11. Reaching Financial Decision-Makers
Financial decision-makers (CFO, financial controllers, etc.) are probably the most difficult people in the organization to reach. The sales force faces three kinds of problems when encountering them:
Problem 1: Who is he/she?
Problem 2: How do I reach him/her?
Problem 3: How do I talk to him/her?

Problem 1:
Five identification factors can help you:

  • Value of the sale: the higher the cost of your solution, the higher up in the corporate hierarchy the buyer is.
  • Transaction conditions: The more difficult the economic environment, the more important the role of the financial decision-maker.
  • Client relationship history: first decisions and the signing of new contracts normally come from top management. If you are already an established supplier, however, middle management may actually place the purchase orders.
  • Products and services experiences: as in point number three, the less the client knows your product, the more top management will be involved in the final decision.
  • Potential impact on the client's organization: generally, financial decision-makers are concerned about the long-term impact of your solution on the organization. Therefore, the more your product is perceived as impacting the growth and stability of the organization, the more top management will be involved.

Problem 2:
We recommend three different measures to help you to reach the financial decision-maker. Most of the time, it is difficult to reach the buyer simply because he/she doesn't see any personal benefit in your solution. You may therefore be forced to speak to a "barrier" person in the form of an assistant or lower-level manager.

  • Explain to the "barrier" person what are the benefits are for the buyer in using your solution and
  • Convince him/her to carry this message to the financial decision-maker.
  • Go around the "barrier" person if you can and try to speak directly to the financial decision-maker.
  • Accept the barrier person and try to convince him/her of the benefits of your solution. The barrier person may have more influencing power than you may think.

Problem 3:
Two personal characteristics could influence your performance during a customer/prospect visit:

1. You are timid when faced with top executives - Keep in mind that the CFO or other decision-maker is human; don't think about any social or economic differences between you.

The most important thing to keep in mind is that you are in a position to fill both organizational and personal (political) needs. Try to collect as much professional and personal information as you can from the executive.

2. You have not convinced the decision-maker of the value of your offer. This uncertainty is created primarily by the gap between your personal objectives and your client's objectives.
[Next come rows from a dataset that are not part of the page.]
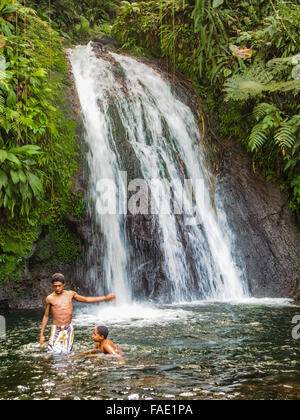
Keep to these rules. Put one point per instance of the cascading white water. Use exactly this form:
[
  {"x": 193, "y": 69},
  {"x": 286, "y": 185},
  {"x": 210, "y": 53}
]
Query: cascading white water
[{"x": 197, "y": 258}]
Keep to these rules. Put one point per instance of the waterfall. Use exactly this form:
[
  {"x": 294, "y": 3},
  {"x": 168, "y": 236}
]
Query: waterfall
[{"x": 124, "y": 100}]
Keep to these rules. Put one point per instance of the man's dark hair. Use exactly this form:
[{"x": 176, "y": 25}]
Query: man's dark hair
[
  {"x": 102, "y": 330},
  {"x": 58, "y": 277}
]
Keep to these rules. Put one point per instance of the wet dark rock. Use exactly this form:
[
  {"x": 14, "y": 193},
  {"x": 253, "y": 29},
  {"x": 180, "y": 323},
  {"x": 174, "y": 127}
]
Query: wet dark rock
[
  {"x": 267, "y": 239},
  {"x": 149, "y": 282}
]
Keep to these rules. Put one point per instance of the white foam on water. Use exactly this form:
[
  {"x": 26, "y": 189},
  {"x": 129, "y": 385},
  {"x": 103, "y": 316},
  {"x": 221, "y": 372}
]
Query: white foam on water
[
  {"x": 134, "y": 314},
  {"x": 265, "y": 301}
]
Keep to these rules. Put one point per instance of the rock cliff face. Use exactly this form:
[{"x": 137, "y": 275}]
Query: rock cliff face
[
  {"x": 267, "y": 235},
  {"x": 267, "y": 240}
]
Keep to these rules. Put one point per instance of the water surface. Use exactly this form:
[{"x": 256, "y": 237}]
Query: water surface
[{"x": 201, "y": 350}]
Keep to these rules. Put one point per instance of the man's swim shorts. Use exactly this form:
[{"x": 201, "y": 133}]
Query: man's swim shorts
[{"x": 61, "y": 339}]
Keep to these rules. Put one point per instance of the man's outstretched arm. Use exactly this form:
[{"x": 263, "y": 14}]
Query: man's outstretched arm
[
  {"x": 44, "y": 323},
  {"x": 83, "y": 299}
]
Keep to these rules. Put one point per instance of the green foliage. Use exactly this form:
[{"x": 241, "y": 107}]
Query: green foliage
[
  {"x": 38, "y": 149},
  {"x": 75, "y": 20}
]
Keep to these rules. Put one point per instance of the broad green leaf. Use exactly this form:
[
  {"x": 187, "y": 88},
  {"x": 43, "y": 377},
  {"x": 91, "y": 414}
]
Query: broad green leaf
[
  {"x": 28, "y": 149},
  {"x": 11, "y": 99},
  {"x": 13, "y": 158},
  {"x": 14, "y": 176},
  {"x": 3, "y": 155},
  {"x": 217, "y": 3},
  {"x": 3, "y": 179},
  {"x": 40, "y": 73},
  {"x": 22, "y": 176},
  {"x": 35, "y": 184}
]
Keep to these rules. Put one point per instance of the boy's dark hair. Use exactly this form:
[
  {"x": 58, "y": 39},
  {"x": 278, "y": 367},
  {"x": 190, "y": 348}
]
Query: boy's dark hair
[
  {"x": 102, "y": 330},
  {"x": 58, "y": 277}
]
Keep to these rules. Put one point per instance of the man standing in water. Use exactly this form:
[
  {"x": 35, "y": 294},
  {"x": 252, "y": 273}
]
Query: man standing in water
[{"x": 60, "y": 302}]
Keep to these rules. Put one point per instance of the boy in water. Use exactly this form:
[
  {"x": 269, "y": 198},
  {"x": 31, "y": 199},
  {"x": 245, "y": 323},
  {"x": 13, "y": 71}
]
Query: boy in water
[
  {"x": 102, "y": 344},
  {"x": 60, "y": 302}
]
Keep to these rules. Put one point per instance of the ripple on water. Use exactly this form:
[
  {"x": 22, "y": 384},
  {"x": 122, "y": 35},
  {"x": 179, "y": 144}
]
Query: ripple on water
[{"x": 204, "y": 351}]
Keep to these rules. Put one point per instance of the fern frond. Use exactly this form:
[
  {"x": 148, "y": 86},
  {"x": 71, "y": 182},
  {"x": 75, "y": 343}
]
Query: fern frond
[
  {"x": 258, "y": 137},
  {"x": 284, "y": 135},
  {"x": 249, "y": 84},
  {"x": 263, "y": 109}
]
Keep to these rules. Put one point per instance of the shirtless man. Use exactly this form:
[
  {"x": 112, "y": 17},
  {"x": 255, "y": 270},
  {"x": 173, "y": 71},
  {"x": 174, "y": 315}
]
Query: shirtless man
[{"x": 60, "y": 302}]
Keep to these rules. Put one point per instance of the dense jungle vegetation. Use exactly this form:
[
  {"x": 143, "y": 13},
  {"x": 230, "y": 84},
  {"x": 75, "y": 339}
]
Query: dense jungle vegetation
[{"x": 242, "y": 56}]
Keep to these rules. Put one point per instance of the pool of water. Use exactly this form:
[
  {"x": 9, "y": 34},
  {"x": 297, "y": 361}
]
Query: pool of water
[{"x": 201, "y": 350}]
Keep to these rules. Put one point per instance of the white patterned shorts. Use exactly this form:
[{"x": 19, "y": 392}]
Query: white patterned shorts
[{"x": 61, "y": 339}]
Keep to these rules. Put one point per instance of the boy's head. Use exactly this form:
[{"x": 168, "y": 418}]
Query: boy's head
[
  {"x": 58, "y": 282},
  {"x": 100, "y": 333}
]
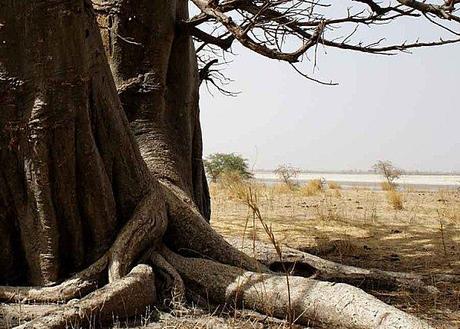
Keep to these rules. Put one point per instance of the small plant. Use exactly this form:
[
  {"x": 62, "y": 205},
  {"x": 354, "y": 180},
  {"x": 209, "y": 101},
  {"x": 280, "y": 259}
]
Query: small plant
[
  {"x": 313, "y": 187},
  {"x": 385, "y": 186},
  {"x": 334, "y": 186},
  {"x": 395, "y": 199},
  {"x": 218, "y": 163},
  {"x": 287, "y": 174},
  {"x": 388, "y": 171}
]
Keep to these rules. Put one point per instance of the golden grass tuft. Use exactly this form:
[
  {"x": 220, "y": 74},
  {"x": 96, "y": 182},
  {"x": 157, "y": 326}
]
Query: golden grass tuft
[
  {"x": 334, "y": 186},
  {"x": 281, "y": 188},
  {"x": 395, "y": 199},
  {"x": 233, "y": 185},
  {"x": 313, "y": 187}
]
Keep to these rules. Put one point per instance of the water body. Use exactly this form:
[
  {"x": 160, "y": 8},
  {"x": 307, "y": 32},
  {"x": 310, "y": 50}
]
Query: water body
[{"x": 422, "y": 182}]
Be sure the client really wants to meet you. Before making an appointment, you need to have answered the question: "why should the client spend time with me?"

12. Using the "Funnel Sales" Approach
This four-step approach gives you the opportunity to maintain a certain level of bookings and better qualify the maturity of your projects.

1. - The first step is "the universe". Based on prospecting; this step consists of identifying the opportunities related to your offer.

2. The second step is "entering the funnel". Based on qualification, this step consists of determining the possible orders.

3. The third step is "in the funnel". Based on cross checking, this step consists of confirming the possible orders and defining next steps.

4. The fourth step is "the arrival". Based on the booking the order/s, this step consists of finalizing the sales process (free of competitive threats).

At the end of this strategic selling process, you are in the position to implement a practical action plan that will improve your current position.